Turkish Kurds in New Year protest over political repression

Turkish Kurds in New Year protest over political repression
Kurdish people in Turkey celebrated the Newroz, associated with protests against the repression of the pro-Kurdish Peoples' Democratic Party.
2 min read
"The HDP is the people and the people are here!" the crowd chanted [Getty]

Tens of thousands of people gathered in the city of Diyarbakir in southeast Turkey on Sunday to celebrate the Kurdish New Year and protest against the repression of a pro-Kurdish opposition party.

The Newroz celebration included people jumping over bonfires and traditional dancing to the beating of drums.
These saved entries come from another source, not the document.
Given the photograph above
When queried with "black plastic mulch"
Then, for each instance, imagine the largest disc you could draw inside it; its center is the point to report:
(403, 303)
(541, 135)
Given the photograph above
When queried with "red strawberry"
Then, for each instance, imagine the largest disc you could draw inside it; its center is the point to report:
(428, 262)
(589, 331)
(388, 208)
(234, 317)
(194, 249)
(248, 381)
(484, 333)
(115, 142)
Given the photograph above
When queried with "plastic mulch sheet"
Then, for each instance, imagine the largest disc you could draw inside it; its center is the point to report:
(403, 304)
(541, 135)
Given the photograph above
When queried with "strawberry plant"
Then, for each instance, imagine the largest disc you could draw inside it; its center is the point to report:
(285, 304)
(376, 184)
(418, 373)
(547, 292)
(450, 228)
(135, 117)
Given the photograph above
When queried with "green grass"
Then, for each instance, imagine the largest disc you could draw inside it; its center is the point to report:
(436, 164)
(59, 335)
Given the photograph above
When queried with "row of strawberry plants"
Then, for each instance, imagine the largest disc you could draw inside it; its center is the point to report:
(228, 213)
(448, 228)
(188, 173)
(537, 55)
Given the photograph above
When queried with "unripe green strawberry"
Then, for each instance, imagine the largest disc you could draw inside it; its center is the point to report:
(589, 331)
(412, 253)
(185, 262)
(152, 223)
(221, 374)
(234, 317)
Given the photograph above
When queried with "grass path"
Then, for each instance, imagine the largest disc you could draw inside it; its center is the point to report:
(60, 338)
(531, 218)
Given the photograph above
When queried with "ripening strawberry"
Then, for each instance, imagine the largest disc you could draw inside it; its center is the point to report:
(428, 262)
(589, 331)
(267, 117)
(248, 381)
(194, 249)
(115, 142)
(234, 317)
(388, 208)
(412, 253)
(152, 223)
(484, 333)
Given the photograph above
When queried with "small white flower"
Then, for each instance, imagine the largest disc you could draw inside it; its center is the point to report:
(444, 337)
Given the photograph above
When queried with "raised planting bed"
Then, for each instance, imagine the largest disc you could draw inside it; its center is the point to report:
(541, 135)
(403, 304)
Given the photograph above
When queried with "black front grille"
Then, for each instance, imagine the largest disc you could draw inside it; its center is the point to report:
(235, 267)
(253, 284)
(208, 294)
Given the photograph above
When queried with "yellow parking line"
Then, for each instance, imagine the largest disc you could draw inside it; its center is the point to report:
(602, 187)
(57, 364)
But this year the normal New Year festivities ran alongside a major protest in the Kurdish-majority city, coming just days after a Turkish prosecutor asked the Constitutional Court to shut down the pro-Kurdish Peoples' Democratic Party (HDP), parliament's third-largest group.

Just hours before the event, Turkish authorities briefly detained prominent pro-Kurdish opposition MP Omer Faruk Gergerlioglu, who had refused to leave parliament for several days after his seat was revoked.

"The HDP is the people and the people are here!" the crowd in Diyarbakir chanted, waving flags in the party's colours.

If the HDP is banned "another party will replace it, it won't change anything," Yusuf Celik, one of the protesters, told AFP.

"The Kurds, those who have honour, will support this cause to the death," he added.

"One party wants to ban another party in order to stay in power, that's not normal, or humane. No one can accept that," said fellow protester Mursel Bakir.

The repression of the HDP also figured high in the celebrations to mark the Kurdish New Year in Istanbul Saturday.

"These efforts to shut down (the HDP) are proof that the government is finished, on the point of crumbling," said HDP co-leader Pervin Buldan.

Turkish President Recep Tayyip Erdogan has long portrayed the Peoples' Democratic Party (HDP) as the political front of the outlawed Kurdistan Workers' Party (PKK).

The PKK has been waging an insurgency since 1984 that has killed tens of thousands and is considered a terrorist organisation by Ankara and its Western allies.

But the HDP firmly denies formal links to the militants, saying it is coming under attack because of its fervent opposition to Erdogan's 18-year rule.

Several recent surveys have shown Erdogan's governing alliance losing votes as Turks suffer from a waning economy and persistently high inflation.

The HDP claims Erdogan is seeking to shut it down before the next general election in 2023.